The 8-week program is entirely free of charge.

WASHINGTON — A bouncy castle, face painting, live music, and the distribution of school supplies: all to mark the end of the "GOOD camp," a summer camp hosted by the GOOD organization which lasted eight weeks and welcomed about 200 kids from the underprivileged neighborhoods of DC such as Greenleaf and James Creek. 

"The camp was fun because we went on field trips, and we did fun stuff, we played games, we had fun and what I most like about it is that we went to the pool on Tuesdays and Thursdays," said 8-year old Azariah Anderson.

"We went on multiple field trips, college visits. Really just giving kids permission to dream and just exposing them to different things and trying to giving them a fun summer for free," said GOOD co-founder Danny Wright. 
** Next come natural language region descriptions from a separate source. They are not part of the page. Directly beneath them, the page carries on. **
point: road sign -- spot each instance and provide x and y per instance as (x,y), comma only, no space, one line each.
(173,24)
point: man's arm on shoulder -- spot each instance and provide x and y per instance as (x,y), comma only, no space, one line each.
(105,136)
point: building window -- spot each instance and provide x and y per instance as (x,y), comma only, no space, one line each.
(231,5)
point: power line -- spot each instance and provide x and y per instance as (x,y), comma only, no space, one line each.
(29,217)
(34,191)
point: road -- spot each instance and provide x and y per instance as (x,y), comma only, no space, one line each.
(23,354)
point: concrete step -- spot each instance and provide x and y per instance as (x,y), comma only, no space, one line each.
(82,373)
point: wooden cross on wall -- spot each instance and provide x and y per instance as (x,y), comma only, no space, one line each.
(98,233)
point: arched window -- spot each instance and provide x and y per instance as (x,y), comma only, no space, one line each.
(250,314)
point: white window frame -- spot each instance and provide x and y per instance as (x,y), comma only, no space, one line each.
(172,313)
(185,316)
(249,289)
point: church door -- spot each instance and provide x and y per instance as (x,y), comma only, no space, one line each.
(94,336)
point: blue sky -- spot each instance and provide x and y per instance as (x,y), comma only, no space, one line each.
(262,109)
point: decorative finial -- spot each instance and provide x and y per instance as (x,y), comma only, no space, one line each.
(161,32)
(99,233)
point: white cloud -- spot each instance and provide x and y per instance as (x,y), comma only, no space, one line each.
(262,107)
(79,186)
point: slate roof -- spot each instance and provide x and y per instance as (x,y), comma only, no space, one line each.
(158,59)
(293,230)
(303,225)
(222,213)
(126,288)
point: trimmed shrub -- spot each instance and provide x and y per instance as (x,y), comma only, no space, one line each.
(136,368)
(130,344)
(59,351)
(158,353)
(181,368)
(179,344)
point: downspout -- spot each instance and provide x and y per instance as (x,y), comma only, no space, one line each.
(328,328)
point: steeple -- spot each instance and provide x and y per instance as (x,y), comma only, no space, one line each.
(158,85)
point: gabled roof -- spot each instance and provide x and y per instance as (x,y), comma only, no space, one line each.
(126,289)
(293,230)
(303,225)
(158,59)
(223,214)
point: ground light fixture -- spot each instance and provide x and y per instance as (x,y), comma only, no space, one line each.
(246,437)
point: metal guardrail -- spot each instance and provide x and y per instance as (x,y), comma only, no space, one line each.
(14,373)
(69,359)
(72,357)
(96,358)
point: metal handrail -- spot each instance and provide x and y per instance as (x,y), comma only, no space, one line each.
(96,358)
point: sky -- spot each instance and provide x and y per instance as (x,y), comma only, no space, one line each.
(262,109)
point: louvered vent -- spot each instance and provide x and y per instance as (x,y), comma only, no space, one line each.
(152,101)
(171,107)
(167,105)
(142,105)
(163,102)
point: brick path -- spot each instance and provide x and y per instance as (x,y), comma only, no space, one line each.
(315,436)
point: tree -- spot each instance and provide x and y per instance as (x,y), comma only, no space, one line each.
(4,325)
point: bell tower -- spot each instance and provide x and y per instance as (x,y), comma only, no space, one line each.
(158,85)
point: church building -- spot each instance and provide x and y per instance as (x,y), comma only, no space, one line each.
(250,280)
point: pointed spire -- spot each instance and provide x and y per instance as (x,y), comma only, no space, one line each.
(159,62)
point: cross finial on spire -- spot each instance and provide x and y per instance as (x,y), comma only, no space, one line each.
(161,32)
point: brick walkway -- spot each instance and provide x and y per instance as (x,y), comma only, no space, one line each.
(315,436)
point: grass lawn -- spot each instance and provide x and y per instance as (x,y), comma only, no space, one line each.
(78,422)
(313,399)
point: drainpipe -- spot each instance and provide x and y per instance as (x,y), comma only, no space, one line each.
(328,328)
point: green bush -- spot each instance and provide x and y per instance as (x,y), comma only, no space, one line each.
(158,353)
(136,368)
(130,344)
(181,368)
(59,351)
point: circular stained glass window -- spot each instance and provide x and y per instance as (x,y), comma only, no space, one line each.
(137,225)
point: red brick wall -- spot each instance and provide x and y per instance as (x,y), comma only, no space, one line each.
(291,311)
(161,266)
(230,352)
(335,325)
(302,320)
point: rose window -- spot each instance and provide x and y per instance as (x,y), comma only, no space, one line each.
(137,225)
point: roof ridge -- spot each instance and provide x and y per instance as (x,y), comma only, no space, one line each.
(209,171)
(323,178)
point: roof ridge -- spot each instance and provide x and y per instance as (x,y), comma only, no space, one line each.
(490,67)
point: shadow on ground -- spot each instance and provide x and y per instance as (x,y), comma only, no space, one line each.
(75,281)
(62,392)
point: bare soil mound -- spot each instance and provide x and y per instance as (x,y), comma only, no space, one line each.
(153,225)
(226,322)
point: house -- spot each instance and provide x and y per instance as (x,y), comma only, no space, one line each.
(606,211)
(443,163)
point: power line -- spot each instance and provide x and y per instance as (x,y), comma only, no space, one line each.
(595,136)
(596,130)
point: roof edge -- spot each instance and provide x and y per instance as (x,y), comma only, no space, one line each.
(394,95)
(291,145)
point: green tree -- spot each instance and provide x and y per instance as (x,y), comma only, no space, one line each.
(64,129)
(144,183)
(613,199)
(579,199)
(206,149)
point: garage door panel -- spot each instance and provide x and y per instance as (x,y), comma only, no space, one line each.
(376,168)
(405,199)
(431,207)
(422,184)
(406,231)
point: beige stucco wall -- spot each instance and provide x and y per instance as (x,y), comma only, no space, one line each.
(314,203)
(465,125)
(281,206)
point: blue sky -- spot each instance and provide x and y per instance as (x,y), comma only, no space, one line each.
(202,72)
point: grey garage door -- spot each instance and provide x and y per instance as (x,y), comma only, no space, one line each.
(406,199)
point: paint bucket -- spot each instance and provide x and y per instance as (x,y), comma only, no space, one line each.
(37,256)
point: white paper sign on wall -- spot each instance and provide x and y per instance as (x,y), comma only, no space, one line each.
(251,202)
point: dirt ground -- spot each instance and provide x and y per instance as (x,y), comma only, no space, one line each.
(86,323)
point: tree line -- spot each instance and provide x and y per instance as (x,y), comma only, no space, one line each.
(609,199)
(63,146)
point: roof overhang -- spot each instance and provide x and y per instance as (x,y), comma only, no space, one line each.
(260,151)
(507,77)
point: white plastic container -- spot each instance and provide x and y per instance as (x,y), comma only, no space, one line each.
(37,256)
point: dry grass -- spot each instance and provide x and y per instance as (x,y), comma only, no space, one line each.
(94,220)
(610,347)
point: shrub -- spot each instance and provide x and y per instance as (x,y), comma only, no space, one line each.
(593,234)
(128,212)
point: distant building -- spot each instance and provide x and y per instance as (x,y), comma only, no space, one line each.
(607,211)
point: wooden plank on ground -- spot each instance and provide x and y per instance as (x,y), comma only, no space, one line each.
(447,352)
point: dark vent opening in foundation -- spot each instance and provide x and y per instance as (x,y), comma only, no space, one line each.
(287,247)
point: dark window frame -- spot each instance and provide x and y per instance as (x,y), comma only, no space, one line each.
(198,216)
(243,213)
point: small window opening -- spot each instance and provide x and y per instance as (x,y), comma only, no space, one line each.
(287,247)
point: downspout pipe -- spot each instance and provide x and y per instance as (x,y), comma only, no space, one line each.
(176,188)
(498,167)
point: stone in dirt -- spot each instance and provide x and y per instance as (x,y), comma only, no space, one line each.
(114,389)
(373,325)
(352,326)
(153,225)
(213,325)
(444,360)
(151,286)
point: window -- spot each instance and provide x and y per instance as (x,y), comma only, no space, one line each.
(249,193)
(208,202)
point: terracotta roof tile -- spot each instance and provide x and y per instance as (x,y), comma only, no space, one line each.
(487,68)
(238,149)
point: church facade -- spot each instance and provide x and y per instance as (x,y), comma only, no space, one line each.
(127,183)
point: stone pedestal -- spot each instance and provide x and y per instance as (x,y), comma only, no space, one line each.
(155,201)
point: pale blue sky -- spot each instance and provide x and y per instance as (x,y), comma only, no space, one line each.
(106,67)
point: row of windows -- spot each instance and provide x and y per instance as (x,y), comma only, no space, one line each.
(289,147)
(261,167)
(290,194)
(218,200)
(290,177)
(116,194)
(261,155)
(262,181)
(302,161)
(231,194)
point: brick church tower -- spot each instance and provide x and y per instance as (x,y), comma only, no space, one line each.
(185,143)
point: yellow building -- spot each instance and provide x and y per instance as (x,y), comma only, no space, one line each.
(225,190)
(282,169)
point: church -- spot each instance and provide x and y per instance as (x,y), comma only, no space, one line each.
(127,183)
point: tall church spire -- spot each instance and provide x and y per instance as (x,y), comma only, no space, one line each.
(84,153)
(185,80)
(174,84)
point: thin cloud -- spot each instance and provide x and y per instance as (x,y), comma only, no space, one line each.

The organization's co-founders say this is all about giving back to the communities that gave them so much. 

"It’s one of the reasons why I got involved and wanted to be a part of what GOOD had going on. Because I remember being a kid and not having the opportunities that we’re trying to provide for the kids now. It would have been extremely instrumental in my development because it – it would have broadened my horizons a little bit," said co-founder Ibrahim Lyles.

"As we look around D.C.—the gentrification that’s happening, the economic development that’s happening. We want to ensure that the residents who have been here, the residents who have been impoverished have a pathway to benefit from that economic development that’s happening in the city," said co-founder Troy Bullock.

The ultimate goal, the co-founders say, is to get kids off the streets, and have families live fulfilling lives free from poverty and violence.

"The idle time sometimes you know that’s when the worst things happen. So we try to provide them with the exposure during that idle time to really build them and prepare them for the school year," said Bullock.

The kids attended the camp say their only regret is that the camp is over, and it'll soon be back to school. 

"I feel sad because I still want to go to good camp," said Anderson.